We are often asked by potential clients why they should have a will drafted if they do not have a lot of assets or if they intend for their spouse to inherit everything. Below are the top five reasons:
1. To ensure the proper people inherit your property. If you do not have a will, depending on your particular circumstances, your spouse may not inherit everything under North Carolina intestacy laws. Step-children will not inherit under the law.
2. To name an executor. If no executor is named in the will, a friend or family member will have to volunteer and apply to the court. If someone has a higher degree of kinship than the prospective executor, they will be expected to sign a waiver of their right to serve as executor (i.e., creating more paperwork for your loved ones or additional attorney’s fees). For example, if your grandson is an attorney and he wants to, and is better suited to, serve as the executor, your daughter would have to fill out a form renouncing her right to serve because she is a higher degree of kinship than your grandson.
3. To waive bond for the executor. This is very important, because we have actually seen this be prohibitive to prospective executors before. In North Carolina, an executor has to pay a bond unless (1) it is waived in a will or (2) the heirs all sign a document waiving the requirement (again, more paperwork for your loved ones).
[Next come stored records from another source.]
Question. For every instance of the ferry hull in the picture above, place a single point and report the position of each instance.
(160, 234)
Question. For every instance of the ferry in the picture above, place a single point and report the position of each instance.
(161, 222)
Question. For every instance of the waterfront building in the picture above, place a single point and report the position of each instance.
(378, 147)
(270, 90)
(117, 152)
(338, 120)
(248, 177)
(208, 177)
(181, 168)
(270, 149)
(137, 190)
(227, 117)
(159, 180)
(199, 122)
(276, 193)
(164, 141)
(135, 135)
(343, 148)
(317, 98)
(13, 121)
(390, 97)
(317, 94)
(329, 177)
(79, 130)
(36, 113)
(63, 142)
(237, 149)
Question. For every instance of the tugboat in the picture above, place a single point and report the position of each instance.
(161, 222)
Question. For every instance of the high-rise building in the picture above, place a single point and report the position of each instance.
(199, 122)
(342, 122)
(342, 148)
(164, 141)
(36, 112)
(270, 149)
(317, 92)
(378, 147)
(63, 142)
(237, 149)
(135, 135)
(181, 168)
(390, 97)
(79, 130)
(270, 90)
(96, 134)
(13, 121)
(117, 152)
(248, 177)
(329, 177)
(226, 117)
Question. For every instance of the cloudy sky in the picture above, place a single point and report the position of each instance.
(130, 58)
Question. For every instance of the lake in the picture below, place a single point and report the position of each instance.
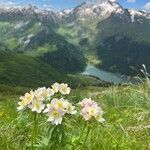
(104, 75)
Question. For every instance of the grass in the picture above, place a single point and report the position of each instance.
(126, 111)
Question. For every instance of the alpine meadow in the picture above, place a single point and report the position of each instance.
(74, 75)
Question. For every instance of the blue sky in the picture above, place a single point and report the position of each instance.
(62, 4)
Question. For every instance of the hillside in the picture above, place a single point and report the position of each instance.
(126, 111)
(32, 31)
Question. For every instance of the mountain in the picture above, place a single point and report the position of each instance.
(103, 25)
(32, 31)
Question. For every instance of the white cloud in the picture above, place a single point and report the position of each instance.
(147, 6)
(131, 1)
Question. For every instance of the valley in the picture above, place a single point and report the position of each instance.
(97, 51)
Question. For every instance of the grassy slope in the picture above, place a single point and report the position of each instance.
(126, 110)
(21, 70)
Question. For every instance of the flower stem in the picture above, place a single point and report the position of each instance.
(82, 132)
(87, 134)
(34, 131)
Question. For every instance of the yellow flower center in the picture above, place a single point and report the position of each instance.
(60, 105)
(92, 111)
(37, 105)
(55, 114)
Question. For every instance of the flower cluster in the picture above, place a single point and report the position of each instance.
(57, 109)
(42, 100)
(91, 110)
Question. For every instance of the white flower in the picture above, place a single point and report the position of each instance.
(37, 106)
(25, 100)
(70, 108)
(43, 93)
(57, 109)
(55, 87)
(64, 89)
(91, 110)
(54, 114)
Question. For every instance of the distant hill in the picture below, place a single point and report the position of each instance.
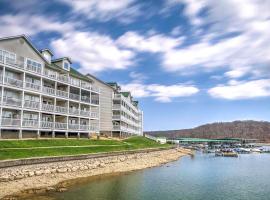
(237, 129)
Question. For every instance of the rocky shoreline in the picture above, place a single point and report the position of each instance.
(38, 178)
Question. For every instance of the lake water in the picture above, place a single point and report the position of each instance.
(202, 177)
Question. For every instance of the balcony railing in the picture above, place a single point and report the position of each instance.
(48, 107)
(62, 93)
(31, 104)
(61, 109)
(84, 127)
(85, 113)
(85, 99)
(46, 125)
(63, 78)
(48, 90)
(32, 86)
(74, 111)
(11, 122)
(74, 96)
(13, 82)
(74, 126)
(60, 125)
(94, 114)
(30, 123)
(11, 101)
(33, 69)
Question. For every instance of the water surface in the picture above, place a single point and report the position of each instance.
(204, 177)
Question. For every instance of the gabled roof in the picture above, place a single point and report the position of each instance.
(63, 58)
(28, 42)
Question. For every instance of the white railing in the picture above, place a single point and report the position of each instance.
(46, 125)
(94, 114)
(85, 113)
(11, 122)
(74, 96)
(63, 78)
(84, 127)
(93, 127)
(31, 104)
(47, 107)
(116, 117)
(95, 89)
(74, 111)
(33, 68)
(62, 93)
(13, 63)
(85, 99)
(32, 86)
(74, 126)
(60, 125)
(61, 109)
(116, 106)
(95, 101)
(13, 82)
(11, 101)
(48, 90)
(30, 123)
(50, 74)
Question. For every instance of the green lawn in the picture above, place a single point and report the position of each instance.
(35, 151)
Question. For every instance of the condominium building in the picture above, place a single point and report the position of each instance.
(45, 97)
(126, 116)
(41, 97)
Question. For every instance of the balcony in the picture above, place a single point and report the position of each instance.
(95, 101)
(74, 96)
(46, 125)
(61, 109)
(74, 111)
(85, 99)
(62, 93)
(74, 126)
(47, 107)
(13, 63)
(63, 78)
(34, 69)
(116, 106)
(85, 113)
(94, 114)
(116, 117)
(31, 105)
(14, 122)
(13, 82)
(60, 125)
(30, 123)
(11, 101)
(84, 127)
(32, 86)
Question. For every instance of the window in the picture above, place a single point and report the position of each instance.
(66, 65)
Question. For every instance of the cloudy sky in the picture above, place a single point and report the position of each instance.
(188, 62)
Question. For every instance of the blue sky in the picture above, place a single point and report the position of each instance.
(188, 62)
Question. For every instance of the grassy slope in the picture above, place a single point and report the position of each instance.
(128, 144)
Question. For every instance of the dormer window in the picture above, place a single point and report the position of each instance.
(66, 65)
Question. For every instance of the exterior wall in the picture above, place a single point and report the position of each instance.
(23, 100)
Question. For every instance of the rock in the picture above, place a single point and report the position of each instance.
(61, 170)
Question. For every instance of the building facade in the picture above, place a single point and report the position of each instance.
(45, 97)
(126, 115)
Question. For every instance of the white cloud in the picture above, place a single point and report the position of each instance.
(104, 10)
(244, 53)
(161, 93)
(242, 90)
(153, 43)
(93, 51)
(20, 24)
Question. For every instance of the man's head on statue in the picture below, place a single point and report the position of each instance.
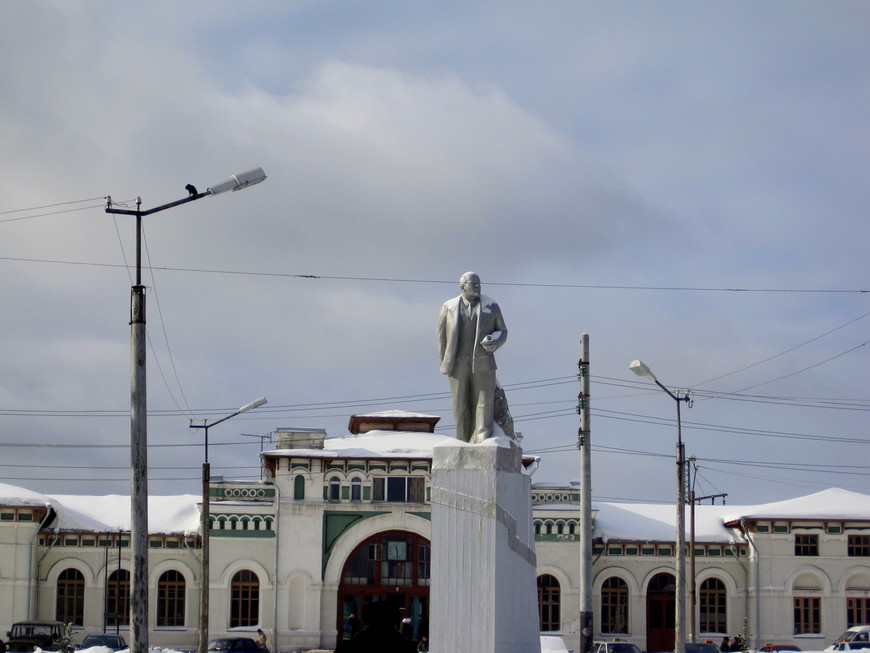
(470, 284)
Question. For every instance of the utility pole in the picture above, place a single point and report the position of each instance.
(584, 443)
(139, 409)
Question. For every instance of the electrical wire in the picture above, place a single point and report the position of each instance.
(510, 284)
(50, 206)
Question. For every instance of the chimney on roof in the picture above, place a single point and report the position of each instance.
(393, 420)
(300, 438)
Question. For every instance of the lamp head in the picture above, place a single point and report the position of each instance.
(254, 404)
(640, 368)
(239, 181)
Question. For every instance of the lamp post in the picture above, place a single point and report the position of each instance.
(204, 521)
(641, 369)
(138, 410)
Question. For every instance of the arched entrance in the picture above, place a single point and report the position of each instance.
(392, 566)
(661, 604)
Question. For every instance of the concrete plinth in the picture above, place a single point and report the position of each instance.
(484, 591)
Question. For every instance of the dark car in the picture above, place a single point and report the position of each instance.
(233, 644)
(114, 642)
(25, 636)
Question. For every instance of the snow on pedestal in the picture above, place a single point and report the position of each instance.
(484, 592)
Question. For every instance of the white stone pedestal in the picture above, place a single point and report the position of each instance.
(484, 591)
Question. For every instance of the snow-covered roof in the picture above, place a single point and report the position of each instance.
(833, 503)
(656, 522)
(372, 444)
(397, 413)
(111, 512)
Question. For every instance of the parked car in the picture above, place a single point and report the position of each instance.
(25, 636)
(848, 646)
(235, 644)
(614, 647)
(855, 634)
(114, 642)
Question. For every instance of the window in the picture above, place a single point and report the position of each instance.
(712, 605)
(334, 490)
(548, 603)
(857, 611)
(170, 599)
(614, 606)
(859, 546)
(118, 598)
(807, 615)
(355, 490)
(806, 545)
(299, 488)
(398, 489)
(391, 559)
(244, 599)
(71, 597)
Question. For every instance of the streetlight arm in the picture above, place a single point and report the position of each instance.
(156, 209)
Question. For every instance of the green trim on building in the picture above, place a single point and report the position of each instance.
(240, 533)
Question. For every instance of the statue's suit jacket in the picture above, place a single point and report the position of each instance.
(488, 321)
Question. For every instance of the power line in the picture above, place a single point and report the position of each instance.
(513, 284)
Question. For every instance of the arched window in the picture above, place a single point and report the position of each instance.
(614, 606)
(118, 598)
(71, 597)
(299, 488)
(334, 489)
(355, 489)
(244, 599)
(549, 599)
(170, 599)
(713, 606)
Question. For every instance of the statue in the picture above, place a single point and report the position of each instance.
(470, 329)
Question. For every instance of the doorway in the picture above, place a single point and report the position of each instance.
(394, 567)
(661, 608)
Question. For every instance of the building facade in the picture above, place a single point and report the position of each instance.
(344, 521)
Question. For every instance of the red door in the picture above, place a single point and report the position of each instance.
(661, 604)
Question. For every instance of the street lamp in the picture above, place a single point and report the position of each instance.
(639, 368)
(204, 519)
(138, 410)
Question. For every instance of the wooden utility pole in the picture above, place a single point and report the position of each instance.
(585, 445)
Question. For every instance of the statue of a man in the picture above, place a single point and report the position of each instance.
(470, 329)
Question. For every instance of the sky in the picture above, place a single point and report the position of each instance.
(685, 182)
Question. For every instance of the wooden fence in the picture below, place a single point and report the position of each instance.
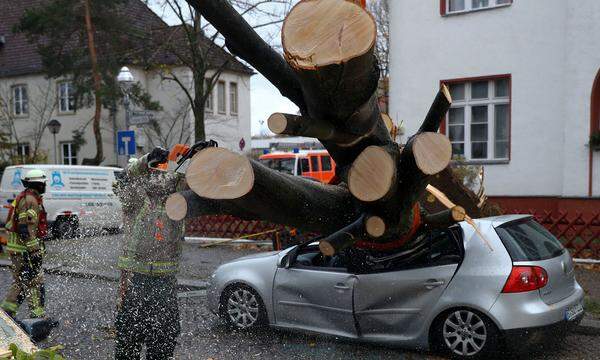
(579, 232)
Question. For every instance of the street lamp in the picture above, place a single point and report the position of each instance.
(54, 127)
(125, 79)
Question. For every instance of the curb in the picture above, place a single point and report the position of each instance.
(195, 240)
(112, 276)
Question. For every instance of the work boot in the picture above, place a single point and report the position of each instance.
(10, 308)
(38, 328)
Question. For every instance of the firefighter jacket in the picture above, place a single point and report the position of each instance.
(152, 241)
(26, 223)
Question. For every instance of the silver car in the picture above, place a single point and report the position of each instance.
(457, 295)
Without a will, if there are minors or incompetent heirs, they cannot consent, and the bond will be required. Without a will, if the prospective executor is not a North Carolina resident, the court will require a bond, regardless of waivers.
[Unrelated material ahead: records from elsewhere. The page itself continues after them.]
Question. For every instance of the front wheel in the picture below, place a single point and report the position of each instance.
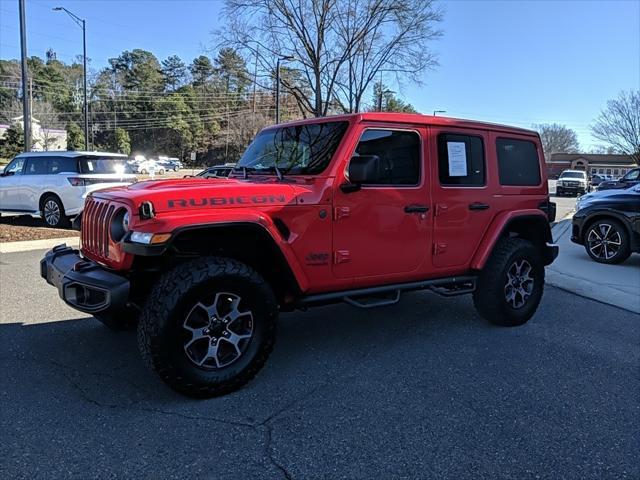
(510, 286)
(607, 241)
(208, 326)
(53, 212)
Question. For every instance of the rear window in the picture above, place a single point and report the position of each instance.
(517, 162)
(104, 165)
(51, 165)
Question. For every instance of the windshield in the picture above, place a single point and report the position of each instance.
(302, 149)
(572, 175)
(117, 165)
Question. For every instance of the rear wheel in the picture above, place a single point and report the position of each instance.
(208, 326)
(607, 241)
(53, 212)
(511, 284)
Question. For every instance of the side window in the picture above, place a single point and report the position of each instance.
(62, 164)
(15, 167)
(461, 160)
(36, 166)
(399, 152)
(518, 162)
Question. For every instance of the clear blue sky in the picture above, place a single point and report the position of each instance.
(515, 62)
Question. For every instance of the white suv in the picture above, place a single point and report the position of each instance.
(573, 182)
(54, 185)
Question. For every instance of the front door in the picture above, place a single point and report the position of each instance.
(383, 229)
(462, 203)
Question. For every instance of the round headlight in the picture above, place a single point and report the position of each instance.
(119, 225)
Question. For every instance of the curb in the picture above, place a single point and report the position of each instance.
(27, 245)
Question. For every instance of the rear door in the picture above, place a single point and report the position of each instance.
(35, 181)
(462, 200)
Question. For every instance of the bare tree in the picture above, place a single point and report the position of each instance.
(337, 45)
(619, 124)
(557, 138)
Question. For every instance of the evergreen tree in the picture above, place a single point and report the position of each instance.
(122, 141)
(12, 143)
(174, 71)
(75, 137)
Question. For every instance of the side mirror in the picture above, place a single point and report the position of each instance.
(362, 169)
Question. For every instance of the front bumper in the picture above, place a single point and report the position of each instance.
(84, 284)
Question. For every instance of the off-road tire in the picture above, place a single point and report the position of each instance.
(489, 296)
(62, 219)
(169, 303)
(625, 248)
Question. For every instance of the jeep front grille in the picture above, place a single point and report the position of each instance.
(95, 227)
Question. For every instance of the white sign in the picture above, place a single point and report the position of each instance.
(457, 159)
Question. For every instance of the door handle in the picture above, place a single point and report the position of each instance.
(416, 209)
(478, 206)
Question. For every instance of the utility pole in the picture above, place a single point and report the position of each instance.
(82, 24)
(26, 107)
(255, 82)
(278, 85)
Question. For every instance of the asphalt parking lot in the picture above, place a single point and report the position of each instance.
(424, 389)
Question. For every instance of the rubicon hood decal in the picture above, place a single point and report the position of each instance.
(232, 200)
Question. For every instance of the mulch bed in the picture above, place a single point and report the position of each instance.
(15, 229)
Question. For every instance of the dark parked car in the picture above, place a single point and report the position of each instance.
(631, 178)
(597, 179)
(608, 225)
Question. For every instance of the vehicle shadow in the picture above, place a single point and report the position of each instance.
(81, 360)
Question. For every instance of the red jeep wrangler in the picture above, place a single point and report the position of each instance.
(356, 208)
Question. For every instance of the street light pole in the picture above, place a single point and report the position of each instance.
(82, 24)
(84, 69)
(278, 86)
(26, 110)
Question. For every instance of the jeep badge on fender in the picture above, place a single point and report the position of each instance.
(355, 208)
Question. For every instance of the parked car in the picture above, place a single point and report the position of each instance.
(148, 166)
(596, 179)
(608, 225)
(355, 208)
(631, 178)
(573, 182)
(54, 185)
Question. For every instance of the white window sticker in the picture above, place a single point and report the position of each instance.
(457, 159)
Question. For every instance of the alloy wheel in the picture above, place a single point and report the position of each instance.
(217, 334)
(519, 285)
(604, 241)
(51, 213)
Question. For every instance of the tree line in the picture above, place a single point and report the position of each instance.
(336, 51)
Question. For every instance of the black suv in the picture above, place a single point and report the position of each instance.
(608, 224)
(630, 179)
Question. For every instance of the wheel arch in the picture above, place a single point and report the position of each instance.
(47, 194)
(530, 225)
(248, 242)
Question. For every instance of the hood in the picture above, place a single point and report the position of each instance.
(195, 193)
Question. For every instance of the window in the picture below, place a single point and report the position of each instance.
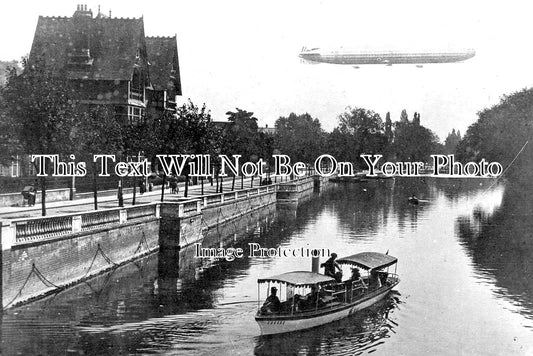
(136, 115)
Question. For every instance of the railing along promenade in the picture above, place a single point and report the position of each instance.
(33, 230)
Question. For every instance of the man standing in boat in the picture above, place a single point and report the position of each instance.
(272, 303)
(330, 265)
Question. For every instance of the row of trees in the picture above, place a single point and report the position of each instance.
(39, 115)
(359, 131)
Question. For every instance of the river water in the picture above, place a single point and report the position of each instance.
(465, 262)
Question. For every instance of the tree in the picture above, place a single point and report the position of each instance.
(97, 132)
(413, 142)
(500, 134)
(300, 137)
(451, 141)
(40, 113)
(403, 116)
(241, 136)
(365, 128)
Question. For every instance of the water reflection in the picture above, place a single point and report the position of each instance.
(499, 237)
(464, 259)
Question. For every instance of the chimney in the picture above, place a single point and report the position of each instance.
(315, 261)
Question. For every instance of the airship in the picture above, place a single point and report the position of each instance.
(385, 57)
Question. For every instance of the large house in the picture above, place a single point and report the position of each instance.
(110, 61)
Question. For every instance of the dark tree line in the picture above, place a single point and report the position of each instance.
(501, 133)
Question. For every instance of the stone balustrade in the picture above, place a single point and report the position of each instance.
(22, 231)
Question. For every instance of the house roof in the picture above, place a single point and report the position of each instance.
(113, 45)
(299, 278)
(163, 57)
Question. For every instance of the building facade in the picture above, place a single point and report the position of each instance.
(110, 61)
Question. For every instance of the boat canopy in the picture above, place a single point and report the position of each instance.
(368, 260)
(299, 278)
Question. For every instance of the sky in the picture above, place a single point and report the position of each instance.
(244, 54)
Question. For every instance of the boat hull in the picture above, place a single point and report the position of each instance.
(277, 325)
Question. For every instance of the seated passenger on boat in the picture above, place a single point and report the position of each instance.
(330, 265)
(375, 280)
(272, 303)
(356, 277)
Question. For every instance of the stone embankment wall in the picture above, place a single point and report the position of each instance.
(44, 255)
A surety bond company will pay the bond to the court, and all the executor has to do is pay a premium out of the estate. However, the executor has to qualify by filling out an application and having a credit check completed. We have seen cases where the executor did not qualify due to their financial situation. We have seen cases where there were minor heirs who could not consent to waive the bond and the executor was out of state. All of this could be avoided by a will.
4. To give the executor powers in the will beyond those granted by law. In North Carolina, if you die without a will, your executor may have to apply to the court for permission to do certain things. For example, the executor may need to sell some of your property to pay estate debts. The petition can be time consuming. It can result in costs almost three times as high as a simple probate. With a will, however, you can stipulate that you are giving your executor the power to do certain acts without getting the court’s permission. Again, this is saving your loved ones a lot of time and their potential inheritance.
5. To name a guardian over minor children, if any. When appointing a guardian for a minor, the court will give preference and priority to the person named as guardian in a will. Unless
you are stricken with a terminal illness, the only way to name a guardian for your children in North Carolina is to do so in a will.